# Found - the "Holy Grail" of Avro Arrow artifacts!!!



## buffnut453 (Oct 8, 2020)

Just saw this and thought at least a few forum members might be interested:

After decades of failed searches, the 'holy grail' of Avro Arrow artifacts uncovered at the bottom of Lake Ontario | National Post

Reactions: Bacon Bacon:
1 | Like Like:
2 | Like List reactions


----------



## Capt. Vick (Oct 8, 2020)

Fantastic! And who knew they found the DTV three years ago! Wow!


----------



## vikingBerserker (Oct 9, 2020)

That's just awesome!


----------



## rochie (Oct 9, 2020)

that is amazing


----------



## FLYBOYJ (Oct 9, 2020)

Pretty cool!


----------



## Crimea_River (Oct 9, 2020)

A test model is a "Holy Grail"? Move on people, it's embarassing.

Reactions: Bacon Bacon:
1 | Like List reactions


----------



## nuuumannn (Oct 10, 2020)

Crimea_River said:


> A test model is a "Holy Grail"? Move on people, it's embarassing.



Aww c'mon mate, you're supposed to get wrapped up in the national sentiment of the Arrow, just like the Brits do when the TSR.2 is mentioned...

Reactions: Agree Agree:
1 | Informative Informative:
1 | Like List reactions


----------



## Snautzer01 (Oct 10, 2020)

nuuumannn said:


> Aww c'mon mate, you're supposed to get wrapped up in the national sentiment of the Arrow, just like the Brits do when the TSR.2 is mentioned...

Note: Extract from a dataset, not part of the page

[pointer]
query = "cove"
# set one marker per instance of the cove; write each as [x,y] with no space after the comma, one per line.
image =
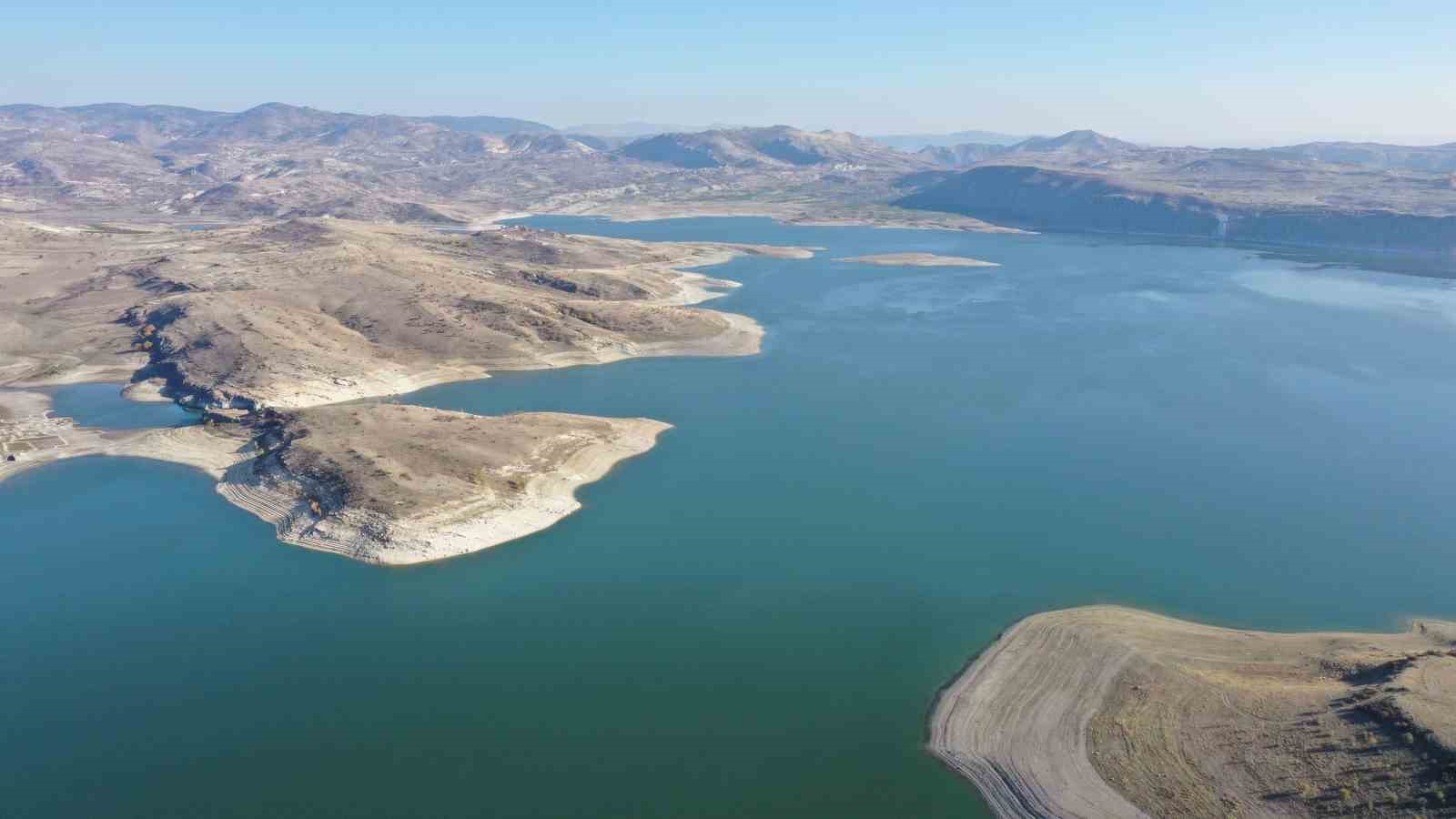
[752,618]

Holy grail is a tad optimistic. But cool it is.

Reactions: Agree Agree:
1 | Like List reactions


----------



## buffnut453 (Oct 10, 2020)

Hyperbole in a news report? I'm shocked...shocked, I tell you!!!

Just don't shoot the messenger, ok?😃

Reactions: Agree Agree:
1 | Funny Funny:
2 | Like List reactions


----------



## Crimea_River (Oct 10, 2020)

Not shooting the messenger at all and thanks for posting it. If I recall the Holy Grail reference was a quote from the researcher and not hyperbole from the National Post which is a pretty good paper in my opinion.

Reactions: Agree Agree:
1 | Like List reactions


----------



## Gnomey (Oct 25, 2020)

Great stuff!


----------